Mergers and acquisitions: What should boards expect in 2019 Bookmark has been added
Mergers and acquisitions: What should boards expect in 2019
As published in 'NACD Directorship' magazine, 2019 Governance Outlook, January 2019
Projections on emerging board matters
By Larry Hitchcock, Tonie Leatherberry, Joel Schlachtenhaufen, and Russell Thomson
Every year, Deloitte surveys more than 1,000 corporate and private equity (PE) executives about the current state of mergers and acquisitions (M&A) and their expectations for the next 12 months. Presented in the Deloitte 2019 M&A Trends report, the survey findings—combined with client interviews and insights from Deloitte senior leaders who frequently work with boards on M&A strategy—shed light on potential M&A opportunities and need to get M&A right. In our article, we find that boards may consider four strategies to prepare for future M&A transactions:
- Increase deal review rigor
- Develop multiple deal scenarios
- Improve technology proficiency
- Apply cross-border deal experience
To place 2019 in context, the 2018 global M&A activity as of September is accelerating at a pace that might match or even exceed that of 2015, the high-water mark for global dealmaking over the past 25 years. A Deloitte analysis of Thomson Reuters’s strategic M&A deals data indicates that through the end of August 2018 has already seen $2.5 trillion in deal value across more than 25,000 proposed transactions, lagging behind last year in terms of volume, but indicating an uptick in value.
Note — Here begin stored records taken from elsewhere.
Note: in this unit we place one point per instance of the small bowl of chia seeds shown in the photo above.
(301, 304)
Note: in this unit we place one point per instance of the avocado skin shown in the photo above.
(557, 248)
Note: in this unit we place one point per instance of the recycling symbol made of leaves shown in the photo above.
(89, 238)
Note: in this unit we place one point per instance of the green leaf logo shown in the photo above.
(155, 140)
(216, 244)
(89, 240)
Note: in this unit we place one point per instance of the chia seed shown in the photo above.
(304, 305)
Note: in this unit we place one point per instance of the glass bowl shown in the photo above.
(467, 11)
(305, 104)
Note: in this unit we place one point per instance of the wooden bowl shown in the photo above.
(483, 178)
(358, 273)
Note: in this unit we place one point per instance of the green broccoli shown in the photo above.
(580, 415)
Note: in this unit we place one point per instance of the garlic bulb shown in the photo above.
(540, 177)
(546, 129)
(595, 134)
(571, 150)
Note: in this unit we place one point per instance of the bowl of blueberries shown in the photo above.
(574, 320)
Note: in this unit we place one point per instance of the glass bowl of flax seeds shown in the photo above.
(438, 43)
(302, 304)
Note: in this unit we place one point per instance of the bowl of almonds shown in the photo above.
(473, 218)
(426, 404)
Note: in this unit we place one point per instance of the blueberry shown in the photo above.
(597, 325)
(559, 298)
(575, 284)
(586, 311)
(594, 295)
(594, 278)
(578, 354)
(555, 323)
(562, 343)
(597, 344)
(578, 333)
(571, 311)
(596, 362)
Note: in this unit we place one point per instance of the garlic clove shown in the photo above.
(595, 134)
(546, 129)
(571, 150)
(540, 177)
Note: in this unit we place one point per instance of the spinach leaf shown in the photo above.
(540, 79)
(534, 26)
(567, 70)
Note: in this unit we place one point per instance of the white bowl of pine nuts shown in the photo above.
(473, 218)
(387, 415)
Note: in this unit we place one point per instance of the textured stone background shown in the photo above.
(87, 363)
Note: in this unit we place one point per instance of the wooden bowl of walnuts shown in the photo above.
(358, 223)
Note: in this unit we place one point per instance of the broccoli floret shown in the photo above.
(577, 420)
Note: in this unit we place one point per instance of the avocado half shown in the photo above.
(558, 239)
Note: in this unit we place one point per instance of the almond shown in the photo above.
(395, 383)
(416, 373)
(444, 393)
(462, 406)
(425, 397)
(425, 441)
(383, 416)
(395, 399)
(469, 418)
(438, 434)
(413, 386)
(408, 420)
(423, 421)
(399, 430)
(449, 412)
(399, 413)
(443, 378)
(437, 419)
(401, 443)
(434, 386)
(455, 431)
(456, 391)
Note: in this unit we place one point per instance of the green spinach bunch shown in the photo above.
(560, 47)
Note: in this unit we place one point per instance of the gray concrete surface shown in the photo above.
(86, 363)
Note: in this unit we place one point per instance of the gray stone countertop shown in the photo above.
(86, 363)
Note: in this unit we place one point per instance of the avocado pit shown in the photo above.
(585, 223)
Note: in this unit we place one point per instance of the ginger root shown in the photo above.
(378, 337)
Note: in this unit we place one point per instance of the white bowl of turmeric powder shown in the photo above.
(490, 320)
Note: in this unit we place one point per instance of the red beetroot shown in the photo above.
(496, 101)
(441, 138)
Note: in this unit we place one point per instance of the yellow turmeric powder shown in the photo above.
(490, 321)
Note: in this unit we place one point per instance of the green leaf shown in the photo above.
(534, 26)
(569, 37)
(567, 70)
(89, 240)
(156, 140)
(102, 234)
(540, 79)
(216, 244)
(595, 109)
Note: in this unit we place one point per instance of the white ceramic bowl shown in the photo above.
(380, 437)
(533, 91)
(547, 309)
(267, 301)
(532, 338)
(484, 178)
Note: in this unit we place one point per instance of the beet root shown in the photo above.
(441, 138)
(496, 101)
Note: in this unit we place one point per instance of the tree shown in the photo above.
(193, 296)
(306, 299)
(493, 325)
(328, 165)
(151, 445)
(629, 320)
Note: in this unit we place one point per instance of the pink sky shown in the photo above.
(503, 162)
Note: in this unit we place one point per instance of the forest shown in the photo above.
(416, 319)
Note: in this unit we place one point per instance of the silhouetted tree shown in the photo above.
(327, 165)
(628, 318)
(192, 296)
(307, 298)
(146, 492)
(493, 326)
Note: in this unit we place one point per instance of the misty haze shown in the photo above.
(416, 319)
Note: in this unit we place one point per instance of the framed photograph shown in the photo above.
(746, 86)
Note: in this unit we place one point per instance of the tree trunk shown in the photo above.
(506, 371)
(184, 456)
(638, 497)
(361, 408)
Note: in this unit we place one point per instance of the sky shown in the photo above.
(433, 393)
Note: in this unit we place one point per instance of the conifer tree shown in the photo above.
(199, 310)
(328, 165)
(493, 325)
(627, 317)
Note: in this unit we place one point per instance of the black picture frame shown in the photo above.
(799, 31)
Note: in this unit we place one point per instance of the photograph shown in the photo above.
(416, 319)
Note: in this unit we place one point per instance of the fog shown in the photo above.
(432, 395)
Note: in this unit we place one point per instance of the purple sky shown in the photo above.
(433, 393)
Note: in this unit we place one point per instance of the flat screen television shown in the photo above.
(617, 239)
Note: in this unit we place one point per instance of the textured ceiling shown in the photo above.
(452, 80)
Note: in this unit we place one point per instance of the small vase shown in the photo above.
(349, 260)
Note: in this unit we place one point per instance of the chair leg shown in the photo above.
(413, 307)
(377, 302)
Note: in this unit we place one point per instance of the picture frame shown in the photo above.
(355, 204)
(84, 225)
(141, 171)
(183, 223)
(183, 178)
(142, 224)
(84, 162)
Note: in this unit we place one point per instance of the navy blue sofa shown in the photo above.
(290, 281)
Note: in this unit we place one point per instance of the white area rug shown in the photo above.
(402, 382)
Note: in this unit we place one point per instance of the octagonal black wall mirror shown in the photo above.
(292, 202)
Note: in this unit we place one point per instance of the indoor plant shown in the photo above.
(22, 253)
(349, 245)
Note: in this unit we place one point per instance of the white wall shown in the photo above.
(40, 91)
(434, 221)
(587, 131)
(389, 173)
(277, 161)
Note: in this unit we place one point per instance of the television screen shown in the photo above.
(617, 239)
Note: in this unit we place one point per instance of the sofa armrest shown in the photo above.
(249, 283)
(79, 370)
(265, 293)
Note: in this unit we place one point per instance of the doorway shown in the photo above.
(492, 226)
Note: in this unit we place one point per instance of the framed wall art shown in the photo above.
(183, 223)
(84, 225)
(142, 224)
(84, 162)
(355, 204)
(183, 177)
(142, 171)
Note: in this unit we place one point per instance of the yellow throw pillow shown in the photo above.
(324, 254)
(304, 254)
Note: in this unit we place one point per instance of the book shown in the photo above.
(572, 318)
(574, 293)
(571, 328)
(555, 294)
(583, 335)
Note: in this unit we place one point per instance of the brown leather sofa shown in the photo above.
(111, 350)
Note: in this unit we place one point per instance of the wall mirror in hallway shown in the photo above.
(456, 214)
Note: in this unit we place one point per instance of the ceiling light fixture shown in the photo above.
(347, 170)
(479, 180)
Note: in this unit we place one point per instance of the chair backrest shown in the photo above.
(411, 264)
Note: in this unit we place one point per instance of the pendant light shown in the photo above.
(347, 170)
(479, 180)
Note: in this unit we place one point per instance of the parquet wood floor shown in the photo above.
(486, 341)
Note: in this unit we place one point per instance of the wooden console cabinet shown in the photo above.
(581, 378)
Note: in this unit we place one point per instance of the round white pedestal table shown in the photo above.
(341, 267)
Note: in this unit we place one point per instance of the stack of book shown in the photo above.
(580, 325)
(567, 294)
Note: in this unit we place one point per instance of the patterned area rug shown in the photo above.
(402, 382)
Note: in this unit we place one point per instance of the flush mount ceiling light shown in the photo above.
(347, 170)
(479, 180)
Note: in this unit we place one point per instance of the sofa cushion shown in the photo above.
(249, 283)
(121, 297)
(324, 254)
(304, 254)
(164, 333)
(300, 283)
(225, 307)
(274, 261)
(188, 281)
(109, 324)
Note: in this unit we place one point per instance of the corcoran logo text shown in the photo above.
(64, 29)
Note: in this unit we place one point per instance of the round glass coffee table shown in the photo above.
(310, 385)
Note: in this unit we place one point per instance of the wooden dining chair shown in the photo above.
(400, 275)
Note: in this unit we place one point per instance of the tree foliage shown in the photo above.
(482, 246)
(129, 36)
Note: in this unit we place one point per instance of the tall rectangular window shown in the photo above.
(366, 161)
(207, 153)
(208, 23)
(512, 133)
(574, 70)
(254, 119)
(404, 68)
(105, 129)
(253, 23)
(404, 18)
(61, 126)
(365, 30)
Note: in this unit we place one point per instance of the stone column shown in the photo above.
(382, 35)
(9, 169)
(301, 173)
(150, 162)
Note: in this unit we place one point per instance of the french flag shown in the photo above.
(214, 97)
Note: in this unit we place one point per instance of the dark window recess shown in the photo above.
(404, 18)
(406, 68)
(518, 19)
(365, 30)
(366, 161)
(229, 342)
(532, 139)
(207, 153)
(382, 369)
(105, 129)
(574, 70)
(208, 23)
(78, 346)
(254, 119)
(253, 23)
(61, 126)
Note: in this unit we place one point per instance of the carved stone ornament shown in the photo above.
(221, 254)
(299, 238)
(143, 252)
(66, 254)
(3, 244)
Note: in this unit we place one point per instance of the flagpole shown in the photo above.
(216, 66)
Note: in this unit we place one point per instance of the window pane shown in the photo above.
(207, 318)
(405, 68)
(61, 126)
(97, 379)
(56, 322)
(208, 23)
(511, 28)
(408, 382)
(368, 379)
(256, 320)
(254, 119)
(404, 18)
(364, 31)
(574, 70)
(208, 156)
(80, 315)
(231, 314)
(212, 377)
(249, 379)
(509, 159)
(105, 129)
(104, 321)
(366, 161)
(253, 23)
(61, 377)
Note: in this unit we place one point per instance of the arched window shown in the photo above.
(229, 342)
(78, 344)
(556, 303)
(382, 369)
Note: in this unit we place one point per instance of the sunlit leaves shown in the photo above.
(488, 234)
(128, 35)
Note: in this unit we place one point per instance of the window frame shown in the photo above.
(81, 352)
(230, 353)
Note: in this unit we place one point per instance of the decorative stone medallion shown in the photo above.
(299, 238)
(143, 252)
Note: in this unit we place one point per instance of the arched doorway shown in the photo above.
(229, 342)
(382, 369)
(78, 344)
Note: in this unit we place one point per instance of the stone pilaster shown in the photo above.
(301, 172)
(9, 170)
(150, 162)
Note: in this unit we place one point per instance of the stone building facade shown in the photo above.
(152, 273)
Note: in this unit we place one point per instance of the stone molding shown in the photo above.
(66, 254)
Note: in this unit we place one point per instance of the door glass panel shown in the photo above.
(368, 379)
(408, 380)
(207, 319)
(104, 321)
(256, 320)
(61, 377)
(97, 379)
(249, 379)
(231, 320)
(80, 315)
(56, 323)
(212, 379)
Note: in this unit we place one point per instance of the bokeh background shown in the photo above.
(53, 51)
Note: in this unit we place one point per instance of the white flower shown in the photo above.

With this context in mind, M&A deal activity and cycles over the past 25 years can provide a strong base of experience for executives and board members to draw upon when evaluating potential deals in the current market.
Rebounding deal-making activity and the highly visible nature of deals combined with the increasing confidence of management teams who view their deals as regularly “hitting the mark” point to the need for boards to assert their objectivity and to apply their experience when evaluating and approving potential transactions. As noted in this article, that suggests looking at proposed deals from different vantage points and recognizing areas that fall outside the direct experience of board members.
Drawing upon the experience of management teams and board members sets up the productive engagement needed when considering and pursuing acquisitions given the stakes involved. Certainly, positive outcomes work to the benefit of a broad set of stakeholders that benefit from M&A activity including shareholders, customers, and employees.